What a waste of time. Thankfully, it was only one week long, so I didn’t waste too much time. But still. Even though it didn’t cost any actual money, I feel like I was ripped off. This was basically a big sales pitch for Alex Pentland’s new book, Social Physics How Good Ideas Spread–The Lessons from a New Science. The course itself is entirely free of content.
I did not cave in and buy the book, so I can’t really say, but it sure smells like it’s largely free of content as well. A new science? Is that really necessary? It sounds to me like maybe Pentland’s got a Wolfram-sized ego and has convinced himself that his ideas are so extraordinary they cannot be described with regular science. If you haven’t read Stephen Wolfram’s A New Kind of Science, you haven’t missed anything. I’m going to guess that it’s safe to skip Pentland’s “new science” as well.

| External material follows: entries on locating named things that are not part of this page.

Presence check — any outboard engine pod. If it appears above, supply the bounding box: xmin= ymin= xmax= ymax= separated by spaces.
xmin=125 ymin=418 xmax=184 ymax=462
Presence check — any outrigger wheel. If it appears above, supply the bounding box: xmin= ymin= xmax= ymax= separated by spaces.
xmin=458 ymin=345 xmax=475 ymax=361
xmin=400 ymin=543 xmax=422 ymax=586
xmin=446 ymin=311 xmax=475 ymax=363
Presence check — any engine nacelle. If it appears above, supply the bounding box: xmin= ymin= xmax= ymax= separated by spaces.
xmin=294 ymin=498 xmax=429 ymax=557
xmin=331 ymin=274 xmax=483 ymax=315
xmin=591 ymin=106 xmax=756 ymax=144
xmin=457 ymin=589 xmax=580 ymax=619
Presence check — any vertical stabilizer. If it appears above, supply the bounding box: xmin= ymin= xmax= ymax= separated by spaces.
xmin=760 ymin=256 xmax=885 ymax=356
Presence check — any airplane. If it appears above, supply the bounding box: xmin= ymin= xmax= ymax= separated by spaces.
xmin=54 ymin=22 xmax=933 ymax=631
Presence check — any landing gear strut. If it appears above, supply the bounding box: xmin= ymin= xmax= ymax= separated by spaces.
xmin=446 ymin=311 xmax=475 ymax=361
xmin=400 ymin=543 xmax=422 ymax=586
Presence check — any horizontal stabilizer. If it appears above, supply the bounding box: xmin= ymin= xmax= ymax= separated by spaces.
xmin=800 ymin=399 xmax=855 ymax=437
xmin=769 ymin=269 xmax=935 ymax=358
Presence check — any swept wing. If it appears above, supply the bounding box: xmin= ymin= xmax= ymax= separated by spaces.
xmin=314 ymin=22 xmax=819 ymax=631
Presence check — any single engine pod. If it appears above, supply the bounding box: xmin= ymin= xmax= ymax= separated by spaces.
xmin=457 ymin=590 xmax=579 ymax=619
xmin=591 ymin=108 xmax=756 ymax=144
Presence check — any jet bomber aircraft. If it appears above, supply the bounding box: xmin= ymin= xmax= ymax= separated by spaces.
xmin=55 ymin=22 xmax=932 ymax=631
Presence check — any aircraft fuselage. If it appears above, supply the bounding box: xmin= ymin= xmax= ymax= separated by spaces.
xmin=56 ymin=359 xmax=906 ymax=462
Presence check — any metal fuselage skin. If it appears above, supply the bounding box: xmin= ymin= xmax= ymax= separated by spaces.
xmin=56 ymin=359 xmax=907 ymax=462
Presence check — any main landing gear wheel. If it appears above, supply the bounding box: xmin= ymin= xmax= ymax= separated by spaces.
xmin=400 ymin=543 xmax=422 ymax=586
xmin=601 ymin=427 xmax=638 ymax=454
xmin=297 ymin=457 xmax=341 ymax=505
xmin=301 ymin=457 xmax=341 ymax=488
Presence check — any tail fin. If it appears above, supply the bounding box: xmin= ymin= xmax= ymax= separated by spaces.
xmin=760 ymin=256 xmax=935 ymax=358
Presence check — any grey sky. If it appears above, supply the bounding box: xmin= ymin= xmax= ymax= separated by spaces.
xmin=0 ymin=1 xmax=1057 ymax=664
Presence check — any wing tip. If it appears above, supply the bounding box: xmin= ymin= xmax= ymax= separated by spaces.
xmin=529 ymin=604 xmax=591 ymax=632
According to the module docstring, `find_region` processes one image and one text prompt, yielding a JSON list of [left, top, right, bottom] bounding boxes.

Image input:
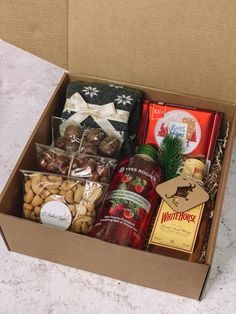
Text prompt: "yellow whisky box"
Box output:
[[149, 200, 204, 253]]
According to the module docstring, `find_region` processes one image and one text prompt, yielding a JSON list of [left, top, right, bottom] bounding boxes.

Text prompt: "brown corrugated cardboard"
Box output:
[[0, 0, 236, 102], [0, 0, 236, 299]]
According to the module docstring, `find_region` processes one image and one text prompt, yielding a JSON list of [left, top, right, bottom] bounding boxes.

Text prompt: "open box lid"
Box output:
[[0, 0, 236, 102]]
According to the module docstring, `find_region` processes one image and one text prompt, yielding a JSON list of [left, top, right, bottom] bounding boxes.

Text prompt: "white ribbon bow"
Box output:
[[60, 93, 129, 137]]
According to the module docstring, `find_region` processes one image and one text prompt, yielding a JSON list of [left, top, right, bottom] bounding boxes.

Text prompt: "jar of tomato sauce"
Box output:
[[91, 145, 162, 249]]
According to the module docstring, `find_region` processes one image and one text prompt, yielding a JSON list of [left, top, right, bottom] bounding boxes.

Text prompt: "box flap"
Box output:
[[68, 0, 236, 102], [0, 213, 209, 299], [0, 0, 68, 68]]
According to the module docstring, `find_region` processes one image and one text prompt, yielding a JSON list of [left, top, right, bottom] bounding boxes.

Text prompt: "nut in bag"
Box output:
[[22, 170, 108, 234], [52, 117, 83, 152], [35, 143, 71, 176], [79, 128, 123, 158], [69, 154, 117, 183]]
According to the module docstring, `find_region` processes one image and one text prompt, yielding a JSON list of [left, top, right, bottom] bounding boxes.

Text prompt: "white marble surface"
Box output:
[[0, 41, 236, 314]]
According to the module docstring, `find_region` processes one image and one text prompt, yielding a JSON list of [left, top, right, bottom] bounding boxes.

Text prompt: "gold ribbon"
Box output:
[[61, 93, 130, 137]]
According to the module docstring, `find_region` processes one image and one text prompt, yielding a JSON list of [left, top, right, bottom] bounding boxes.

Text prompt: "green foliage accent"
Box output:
[[158, 134, 183, 180]]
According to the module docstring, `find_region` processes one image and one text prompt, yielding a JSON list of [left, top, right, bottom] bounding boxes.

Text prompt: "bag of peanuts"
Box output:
[[79, 128, 123, 158], [21, 170, 108, 234], [52, 117, 83, 153], [35, 143, 71, 176], [69, 154, 117, 183]]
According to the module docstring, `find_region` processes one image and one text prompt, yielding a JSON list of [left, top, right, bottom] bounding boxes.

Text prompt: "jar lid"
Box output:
[[137, 144, 158, 162]]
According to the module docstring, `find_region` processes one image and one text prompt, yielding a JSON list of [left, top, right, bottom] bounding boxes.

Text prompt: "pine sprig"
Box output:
[[158, 134, 183, 180]]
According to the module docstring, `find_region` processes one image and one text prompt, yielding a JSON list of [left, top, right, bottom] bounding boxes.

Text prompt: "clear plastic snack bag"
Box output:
[[69, 154, 117, 183], [52, 116, 83, 153], [35, 143, 72, 176], [21, 170, 108, 234], [79, 128, 123, 158]]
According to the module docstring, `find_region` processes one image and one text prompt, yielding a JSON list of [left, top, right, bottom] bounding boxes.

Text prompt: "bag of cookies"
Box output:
[[69, 154, 117, 183], [21, 170, 108, 234], [52, 116, 83, 153], [79, 128, 122, 158]]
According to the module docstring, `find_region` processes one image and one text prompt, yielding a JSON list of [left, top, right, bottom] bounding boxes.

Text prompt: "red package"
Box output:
[[140, 102, 221, 170]]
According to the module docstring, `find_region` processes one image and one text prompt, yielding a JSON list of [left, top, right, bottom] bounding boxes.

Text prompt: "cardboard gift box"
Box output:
[[0, 0, 236, 299]]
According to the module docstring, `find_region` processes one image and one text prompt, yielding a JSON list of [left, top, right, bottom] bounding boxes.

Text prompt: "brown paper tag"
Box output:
[[156, 176, 209, 212]]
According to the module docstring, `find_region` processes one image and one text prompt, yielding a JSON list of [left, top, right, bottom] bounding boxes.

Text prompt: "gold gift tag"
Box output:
[[156, 175, 209, 212]]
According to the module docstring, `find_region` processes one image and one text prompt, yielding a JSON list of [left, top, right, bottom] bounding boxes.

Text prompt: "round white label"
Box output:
[[40, 201, 72, 230], [155, 110, 201, 154]]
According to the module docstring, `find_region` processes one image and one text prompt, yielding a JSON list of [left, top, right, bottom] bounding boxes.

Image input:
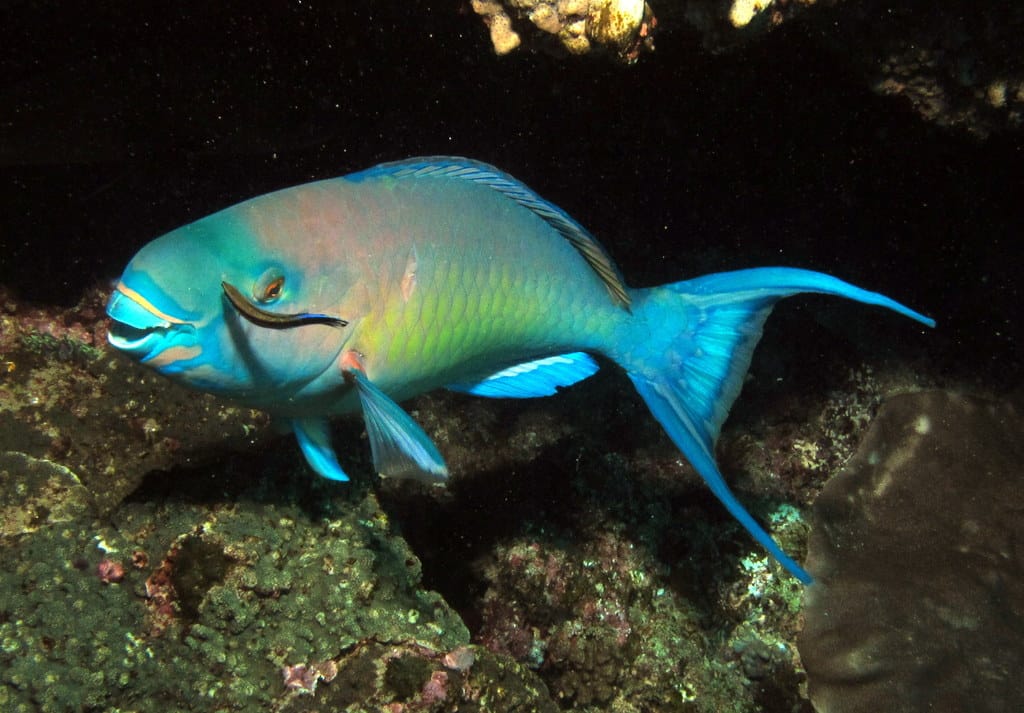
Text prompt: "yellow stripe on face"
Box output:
[[117, 282, 186, 325]]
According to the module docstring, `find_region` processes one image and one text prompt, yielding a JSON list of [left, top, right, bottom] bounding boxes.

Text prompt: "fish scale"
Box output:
[[108, 157, 935, 582]]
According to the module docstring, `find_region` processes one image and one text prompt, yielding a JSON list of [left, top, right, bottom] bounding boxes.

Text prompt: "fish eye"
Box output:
[[253, 269, 285, 304]]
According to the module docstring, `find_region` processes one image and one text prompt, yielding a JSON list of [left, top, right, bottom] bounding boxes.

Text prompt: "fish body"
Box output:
[[108, 157, 934, 581]]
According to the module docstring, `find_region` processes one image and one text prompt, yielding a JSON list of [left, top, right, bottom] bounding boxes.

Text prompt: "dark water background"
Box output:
[[0, 2, 1024, 389]]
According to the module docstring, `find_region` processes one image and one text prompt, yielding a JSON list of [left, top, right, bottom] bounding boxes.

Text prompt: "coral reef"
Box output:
[[0, 446, 483, 711], [472, 0, 656, 62], [800, 391, 1024, 713]]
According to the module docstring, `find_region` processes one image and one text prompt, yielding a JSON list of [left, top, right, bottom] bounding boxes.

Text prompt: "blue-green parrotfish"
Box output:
[[106, 157, 934, 582]]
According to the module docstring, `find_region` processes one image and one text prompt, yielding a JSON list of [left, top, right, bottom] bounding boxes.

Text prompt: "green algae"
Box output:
[[0, 448, 469, 713]]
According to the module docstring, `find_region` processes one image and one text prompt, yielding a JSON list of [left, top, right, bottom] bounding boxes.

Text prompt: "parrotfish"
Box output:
[[106, 157, 934, 583]]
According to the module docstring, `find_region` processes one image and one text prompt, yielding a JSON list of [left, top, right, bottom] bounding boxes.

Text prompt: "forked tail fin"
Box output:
[[613, 267, 935, 584]]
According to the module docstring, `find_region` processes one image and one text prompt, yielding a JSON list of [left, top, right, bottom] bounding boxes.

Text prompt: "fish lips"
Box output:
[[106, 285, 197, 363]]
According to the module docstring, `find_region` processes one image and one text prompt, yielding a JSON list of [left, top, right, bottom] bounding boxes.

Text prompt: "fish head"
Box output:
[[106, 209, 348, 409]]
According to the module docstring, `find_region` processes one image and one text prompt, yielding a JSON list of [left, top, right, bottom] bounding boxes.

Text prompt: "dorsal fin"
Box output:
[[348, 156, 631, 309]]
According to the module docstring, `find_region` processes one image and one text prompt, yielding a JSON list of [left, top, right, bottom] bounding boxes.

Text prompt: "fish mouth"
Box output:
[[106, 283, 196, 362]]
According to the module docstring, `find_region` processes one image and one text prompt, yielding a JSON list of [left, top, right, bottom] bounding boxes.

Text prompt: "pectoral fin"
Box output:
[[346, 369, 447, 483], [291, 418, 348, 480]]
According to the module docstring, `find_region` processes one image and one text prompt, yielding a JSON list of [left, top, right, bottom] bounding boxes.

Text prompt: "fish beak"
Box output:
[[106, 283, 195, 362]]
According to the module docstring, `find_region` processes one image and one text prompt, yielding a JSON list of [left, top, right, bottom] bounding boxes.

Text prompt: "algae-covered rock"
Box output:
[[0, 457, 469, 711], [800, 391, 1024, 713]]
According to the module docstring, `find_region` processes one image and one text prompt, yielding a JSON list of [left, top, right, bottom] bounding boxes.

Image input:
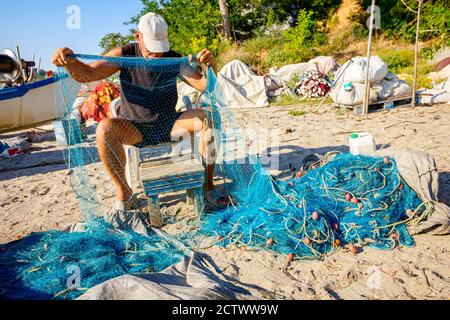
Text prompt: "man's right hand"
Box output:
[[52, 48, 73, 67]]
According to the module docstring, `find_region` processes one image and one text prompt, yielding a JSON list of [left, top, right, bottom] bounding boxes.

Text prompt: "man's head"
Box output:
[[136, 12, 170, 58]]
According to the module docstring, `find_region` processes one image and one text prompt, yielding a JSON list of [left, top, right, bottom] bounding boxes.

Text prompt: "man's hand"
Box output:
[[52, 48, 73, 67]]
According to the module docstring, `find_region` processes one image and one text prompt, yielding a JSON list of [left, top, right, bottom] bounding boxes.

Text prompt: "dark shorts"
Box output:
[[130, 114, 181, 148]]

Even if I’m wrong about that and it turns out Pentland’s book does contain interesting content, I still think it was wrong of him to exploit the wonderful edX platform in this way. This was not a real course. This was a TED talk that spiraled out of control.
Tomorrow, an edX course called Sabermetrics 101: Introduction to Baseball Analytics is starting. This appears to be chock full of real content including practical things like R and SQL. What does it mean if the baseball course has more “big data” in it than the Big Data course?